Watch hutch made from whale bone, wood, and whale ivory, 1830s. Gift of Edwin Obrecht.

Due to the scarcity of scrap wood aboard ship, sailors often had recourse to whale bone for building and repairing sailing tools, as well as for making knickknacks for friends and family back home. Using the ship’s lathe, carpenter’s tools, and what Melville called “dentistical-looking” implements, they made pulley blocks, fids for working and splicing rope, and even navigation instruments such as sextons and dividers, as well as bodkins, pie crimpers, teething rings, and clothespins. Among the most time-consuming objects a sailor could make were yarn swifts, contraptions used for winding skeins or coils of yarn into balls. The NHA owns a delicate and extremely rare triple-cage variety assembled from hundreds of thin ribs made of whale panbone—the jawbone—a piece that might have taken its industrious maker several years to complete.

Watch stand made with wood, whale ivory, tortoiseshell, and mother-of-pearl, c. 1825–1850. Gift of Frederick H. Gardner.

Not all scrimshandering was done at sea. Unlike whale ivory and bone, baleen, the keratinous plates that filter-feeding species such as right and bowhead whales use to strain krill and plankton from the water, had consistent commercial value, and as ship’s cargo was kept out of sailors’ hands. On shore, the mottled green and brown plates were cut and shaved into the springy busks that gave the era’s popular “whalebone” corsets their rigidity, or they were steamed and bent to make ditty- or bandboxes.

Triple-cage yarn swift made out of whale bone and ivory, 1800s. Bequest of Winthrop Williams.
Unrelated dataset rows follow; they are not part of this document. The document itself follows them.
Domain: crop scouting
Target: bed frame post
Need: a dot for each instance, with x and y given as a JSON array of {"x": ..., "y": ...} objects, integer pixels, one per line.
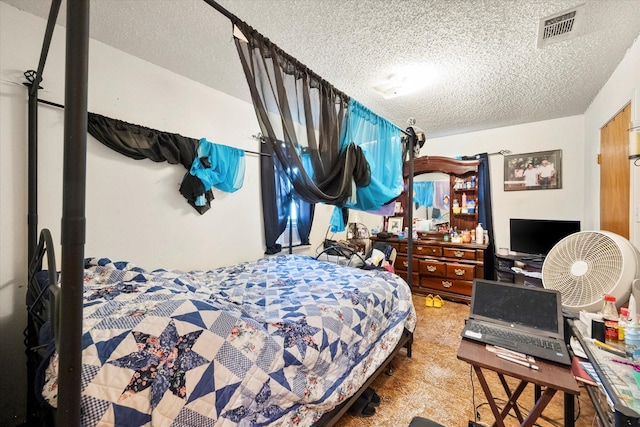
[
  {"x": 413, "y": 139},
  {"x": 32, "y": 215},
  {"x": 73, "y": 212}
]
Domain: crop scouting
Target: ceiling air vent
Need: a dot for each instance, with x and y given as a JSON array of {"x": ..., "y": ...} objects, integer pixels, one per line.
[{"x": 560, "y": 26}]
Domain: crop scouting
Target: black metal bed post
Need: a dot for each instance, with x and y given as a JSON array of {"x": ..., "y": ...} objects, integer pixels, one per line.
[
  {"x": 33, "y": 85},
  {"x": 413, "y": 140},
  {"x": 73, "y": 211}
]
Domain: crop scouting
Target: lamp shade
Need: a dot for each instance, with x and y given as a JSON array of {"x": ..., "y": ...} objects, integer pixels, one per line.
[{"x": 634, "y": 140}]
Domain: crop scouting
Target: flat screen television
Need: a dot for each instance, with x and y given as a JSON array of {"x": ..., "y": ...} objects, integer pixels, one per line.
[{"x": 538, "y": 236}]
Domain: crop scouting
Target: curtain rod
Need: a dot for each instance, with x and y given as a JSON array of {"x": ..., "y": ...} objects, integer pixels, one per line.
[
  {"x": 46, "y": 43},
  {"x": 55, "y": 104},
  {"x": 501, "y": 152}
]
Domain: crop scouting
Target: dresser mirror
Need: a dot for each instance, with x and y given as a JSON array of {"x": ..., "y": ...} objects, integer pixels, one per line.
[
  {"x": 440, "y": 184},
  {"x": 431, "y": 201}
]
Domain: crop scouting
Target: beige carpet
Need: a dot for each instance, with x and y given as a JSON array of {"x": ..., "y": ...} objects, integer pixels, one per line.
[{"x": 434, "y": 384}]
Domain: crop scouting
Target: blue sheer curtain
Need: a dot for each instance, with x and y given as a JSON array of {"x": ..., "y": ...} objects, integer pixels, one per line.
[
  {"x": 381, "y": 144},
  {"x": 423, "y": 193},
  {"x": 300, "y": 114}
]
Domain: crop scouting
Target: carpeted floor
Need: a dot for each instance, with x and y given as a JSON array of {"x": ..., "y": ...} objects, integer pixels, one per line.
[{"x": 434, "y": 384}]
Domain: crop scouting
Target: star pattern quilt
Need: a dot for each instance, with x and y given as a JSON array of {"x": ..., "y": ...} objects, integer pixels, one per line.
[{"x": 278, "y": 341}]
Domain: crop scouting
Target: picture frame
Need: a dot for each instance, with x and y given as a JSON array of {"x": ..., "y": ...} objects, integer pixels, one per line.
[
  {"x": 541, "y": 170},
  {"x": 394, "y": 225}
]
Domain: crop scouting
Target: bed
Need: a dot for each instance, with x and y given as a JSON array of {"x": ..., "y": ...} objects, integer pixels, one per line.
[{"x": 284, "y": 340}]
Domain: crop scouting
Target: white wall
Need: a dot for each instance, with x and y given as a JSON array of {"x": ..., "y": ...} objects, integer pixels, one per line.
[
  {"x": 622, "y": 87},
  {"x": 564, "y": 134}
]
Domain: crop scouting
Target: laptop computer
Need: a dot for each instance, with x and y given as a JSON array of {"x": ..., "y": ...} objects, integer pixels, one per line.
[{"x": 520, "y": 318}]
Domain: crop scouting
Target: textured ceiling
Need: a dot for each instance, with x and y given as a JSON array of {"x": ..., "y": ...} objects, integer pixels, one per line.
[{"x": 490, "y": 71}]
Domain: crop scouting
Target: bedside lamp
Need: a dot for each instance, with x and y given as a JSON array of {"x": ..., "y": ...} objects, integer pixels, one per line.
[
  {"x": 357, "y": 232},
  {"x": 634, "y": 140}
]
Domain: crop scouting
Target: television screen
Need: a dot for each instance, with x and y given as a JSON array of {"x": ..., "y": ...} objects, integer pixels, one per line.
[{"x": 538, "y": 236}]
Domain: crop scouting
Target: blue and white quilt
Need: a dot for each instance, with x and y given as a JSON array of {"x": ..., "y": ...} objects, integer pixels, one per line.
[{"x": 278, "y": 341}]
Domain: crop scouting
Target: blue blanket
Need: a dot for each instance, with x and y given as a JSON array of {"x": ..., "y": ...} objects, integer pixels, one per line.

Owing to its visual similarity to elephant ivory, and to the fact that it comes from an animal upon which a moratorium on hunting has been in place since 1986, the trade and transport of the white varieties of scrimshaw is strictly regulated by state and federal governments. With new restrictions on ivory likely to come into effect in Britain by the end of the year, and bills working their way through the legislatures of eleven US states, the water has recently gotten even hotter. Frank concludes his survey by requesting a special dispensation for scrimshaw—a “cultural resource . . . that provide[s] a unique window into the life and times . . . [and] mindset and interests of our American forebears.”